Non Linear Current Response of a Many-Level Tunneling System: Higher Harmonics Generation

TL;DR

This paper investigates the nonlinear current response of a many-level tunneling system under high-frequency fields, revealing sharp harmonic generation due to multi-photon processes, with potential experimental implications.

Contribution

It provides an exact calculation of the nonlinear tunneling current and demonstrates frequency multiplication effects in a many-level system using nonequilibrium Green functions.

Findings

Fourier components of current peak at specific harmonics

Frequency multiplication arises from multi-photon absorption/emission

Potential for experimental observation of nonlinear harmonic generation

Abstract

The fully nonlinear response of a many-level tunneling system to a strong alternating field of high frequency $\omega$ is studied in terms of the Schwinger-Keldysh nonequilibrium Green functions.
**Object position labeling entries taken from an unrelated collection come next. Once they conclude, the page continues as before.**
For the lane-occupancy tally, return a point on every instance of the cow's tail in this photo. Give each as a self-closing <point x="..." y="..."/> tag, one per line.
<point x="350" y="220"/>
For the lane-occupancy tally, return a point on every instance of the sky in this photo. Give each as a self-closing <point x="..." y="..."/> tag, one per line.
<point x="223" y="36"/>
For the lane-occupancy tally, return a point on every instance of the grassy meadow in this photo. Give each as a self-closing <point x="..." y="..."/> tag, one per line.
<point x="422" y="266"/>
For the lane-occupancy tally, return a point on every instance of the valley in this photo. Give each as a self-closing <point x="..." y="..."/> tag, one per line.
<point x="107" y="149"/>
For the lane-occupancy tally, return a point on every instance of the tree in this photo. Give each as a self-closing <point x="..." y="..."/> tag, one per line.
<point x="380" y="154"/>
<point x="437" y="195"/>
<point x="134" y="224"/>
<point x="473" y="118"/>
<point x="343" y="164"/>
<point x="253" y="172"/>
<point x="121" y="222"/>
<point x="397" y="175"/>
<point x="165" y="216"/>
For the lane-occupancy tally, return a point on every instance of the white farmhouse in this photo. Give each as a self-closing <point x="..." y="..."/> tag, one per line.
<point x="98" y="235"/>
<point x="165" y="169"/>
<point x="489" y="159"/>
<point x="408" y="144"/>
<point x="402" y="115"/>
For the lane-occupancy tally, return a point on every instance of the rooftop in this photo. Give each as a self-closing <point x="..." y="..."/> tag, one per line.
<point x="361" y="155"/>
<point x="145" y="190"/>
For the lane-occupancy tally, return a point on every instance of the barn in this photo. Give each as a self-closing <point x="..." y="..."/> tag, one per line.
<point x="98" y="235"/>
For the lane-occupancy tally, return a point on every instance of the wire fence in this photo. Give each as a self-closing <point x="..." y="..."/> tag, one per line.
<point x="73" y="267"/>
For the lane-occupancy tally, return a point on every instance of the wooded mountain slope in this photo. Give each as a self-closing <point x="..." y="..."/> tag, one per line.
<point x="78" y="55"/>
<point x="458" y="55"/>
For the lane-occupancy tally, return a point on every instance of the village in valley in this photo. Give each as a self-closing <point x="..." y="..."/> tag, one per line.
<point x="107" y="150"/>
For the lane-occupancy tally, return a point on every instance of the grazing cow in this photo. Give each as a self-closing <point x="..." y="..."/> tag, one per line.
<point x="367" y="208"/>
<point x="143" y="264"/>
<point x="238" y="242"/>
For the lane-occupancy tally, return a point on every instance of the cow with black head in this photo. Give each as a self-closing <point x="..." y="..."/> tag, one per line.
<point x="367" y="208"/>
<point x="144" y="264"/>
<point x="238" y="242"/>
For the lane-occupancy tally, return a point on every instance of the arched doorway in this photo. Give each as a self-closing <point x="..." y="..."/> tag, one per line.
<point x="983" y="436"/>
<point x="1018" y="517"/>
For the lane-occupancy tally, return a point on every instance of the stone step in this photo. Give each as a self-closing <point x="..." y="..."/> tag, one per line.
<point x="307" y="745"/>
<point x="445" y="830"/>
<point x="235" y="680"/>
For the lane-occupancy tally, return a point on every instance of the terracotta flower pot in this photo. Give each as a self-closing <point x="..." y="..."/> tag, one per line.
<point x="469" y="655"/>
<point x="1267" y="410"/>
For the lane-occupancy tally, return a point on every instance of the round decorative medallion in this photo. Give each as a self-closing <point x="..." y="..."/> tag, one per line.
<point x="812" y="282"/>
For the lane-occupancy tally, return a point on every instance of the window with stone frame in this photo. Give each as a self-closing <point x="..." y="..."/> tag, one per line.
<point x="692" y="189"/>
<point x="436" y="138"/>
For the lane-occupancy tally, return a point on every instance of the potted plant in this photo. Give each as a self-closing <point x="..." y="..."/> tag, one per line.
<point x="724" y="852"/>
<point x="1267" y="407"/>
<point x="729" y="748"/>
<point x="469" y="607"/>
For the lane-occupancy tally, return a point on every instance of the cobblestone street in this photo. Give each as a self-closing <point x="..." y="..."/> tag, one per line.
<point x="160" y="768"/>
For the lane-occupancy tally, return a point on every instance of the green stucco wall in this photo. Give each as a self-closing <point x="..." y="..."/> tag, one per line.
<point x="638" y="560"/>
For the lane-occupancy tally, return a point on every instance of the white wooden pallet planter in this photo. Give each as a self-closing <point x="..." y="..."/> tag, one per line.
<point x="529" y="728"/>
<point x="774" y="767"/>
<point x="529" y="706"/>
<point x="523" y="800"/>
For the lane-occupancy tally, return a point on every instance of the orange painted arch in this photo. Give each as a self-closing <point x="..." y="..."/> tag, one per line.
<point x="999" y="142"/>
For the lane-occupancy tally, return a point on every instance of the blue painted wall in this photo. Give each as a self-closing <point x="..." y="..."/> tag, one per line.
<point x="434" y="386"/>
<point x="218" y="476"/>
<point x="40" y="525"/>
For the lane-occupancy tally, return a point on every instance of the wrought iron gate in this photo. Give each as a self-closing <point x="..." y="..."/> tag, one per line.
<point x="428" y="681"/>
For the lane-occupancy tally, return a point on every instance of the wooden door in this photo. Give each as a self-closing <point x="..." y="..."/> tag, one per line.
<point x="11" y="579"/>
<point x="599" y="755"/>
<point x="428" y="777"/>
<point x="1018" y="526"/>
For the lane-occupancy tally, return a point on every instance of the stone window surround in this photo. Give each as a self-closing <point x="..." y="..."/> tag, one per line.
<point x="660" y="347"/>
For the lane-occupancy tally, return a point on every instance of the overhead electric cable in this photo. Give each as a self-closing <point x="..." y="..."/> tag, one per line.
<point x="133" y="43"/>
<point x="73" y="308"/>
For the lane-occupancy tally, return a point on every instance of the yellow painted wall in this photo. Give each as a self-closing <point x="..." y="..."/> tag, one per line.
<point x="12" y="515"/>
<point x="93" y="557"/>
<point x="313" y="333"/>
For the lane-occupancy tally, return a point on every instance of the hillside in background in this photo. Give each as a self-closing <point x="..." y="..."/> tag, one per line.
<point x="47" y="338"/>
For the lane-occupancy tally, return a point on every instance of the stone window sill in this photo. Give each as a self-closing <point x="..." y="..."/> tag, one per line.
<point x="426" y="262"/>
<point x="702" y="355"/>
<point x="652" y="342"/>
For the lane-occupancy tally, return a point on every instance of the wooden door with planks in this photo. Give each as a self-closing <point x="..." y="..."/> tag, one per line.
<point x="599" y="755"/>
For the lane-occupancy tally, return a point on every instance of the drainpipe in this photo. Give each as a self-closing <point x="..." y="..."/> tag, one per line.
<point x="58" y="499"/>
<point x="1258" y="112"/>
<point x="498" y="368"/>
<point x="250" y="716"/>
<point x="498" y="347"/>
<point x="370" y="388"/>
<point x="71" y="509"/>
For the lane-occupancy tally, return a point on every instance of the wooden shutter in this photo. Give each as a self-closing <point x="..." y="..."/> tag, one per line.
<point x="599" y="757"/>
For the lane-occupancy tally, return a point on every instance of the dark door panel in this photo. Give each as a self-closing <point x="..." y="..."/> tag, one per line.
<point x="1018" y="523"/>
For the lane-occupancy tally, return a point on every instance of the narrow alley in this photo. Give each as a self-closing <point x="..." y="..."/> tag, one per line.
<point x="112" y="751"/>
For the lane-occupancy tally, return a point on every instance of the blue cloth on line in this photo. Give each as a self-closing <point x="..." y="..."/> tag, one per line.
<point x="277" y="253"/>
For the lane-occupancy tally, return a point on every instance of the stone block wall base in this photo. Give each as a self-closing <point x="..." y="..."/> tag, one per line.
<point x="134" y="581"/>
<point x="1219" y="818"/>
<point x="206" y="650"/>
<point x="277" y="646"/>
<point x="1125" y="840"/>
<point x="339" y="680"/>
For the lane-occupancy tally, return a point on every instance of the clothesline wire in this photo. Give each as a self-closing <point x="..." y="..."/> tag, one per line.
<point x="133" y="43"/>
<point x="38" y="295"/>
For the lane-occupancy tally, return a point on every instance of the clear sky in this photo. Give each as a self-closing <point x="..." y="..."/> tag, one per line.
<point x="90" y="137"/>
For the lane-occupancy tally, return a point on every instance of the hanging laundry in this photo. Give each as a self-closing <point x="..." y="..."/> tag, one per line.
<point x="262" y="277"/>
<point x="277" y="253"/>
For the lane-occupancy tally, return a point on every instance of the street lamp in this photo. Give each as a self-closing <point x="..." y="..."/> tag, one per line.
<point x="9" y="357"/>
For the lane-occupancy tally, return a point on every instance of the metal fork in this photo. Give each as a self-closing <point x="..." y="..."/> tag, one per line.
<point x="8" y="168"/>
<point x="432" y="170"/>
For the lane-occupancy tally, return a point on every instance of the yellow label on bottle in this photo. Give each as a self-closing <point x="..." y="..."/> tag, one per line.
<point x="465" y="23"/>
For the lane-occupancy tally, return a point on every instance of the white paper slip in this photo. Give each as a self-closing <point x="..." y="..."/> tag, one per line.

The nonlinear time dependent tunneling current $I(t)$ is calculated exactly and its resonance structure is elucidated. In particular, it is shown that under certain reasonable conditions on the physical parameters, the Fourier component $I_{n}$ is sharply peaked at $n=\frac {\Delta E} {\hbar \omega}$, where $\Delta E$ is the spacing between two levels. This frequency multiplication results from the highly nonlinear process of $n$ photon absorption (or emission) by the tunneling system. It is also conjectured that this effect (which so far is studied mainly in the context of nonlinear optics) might be experimentally feasible.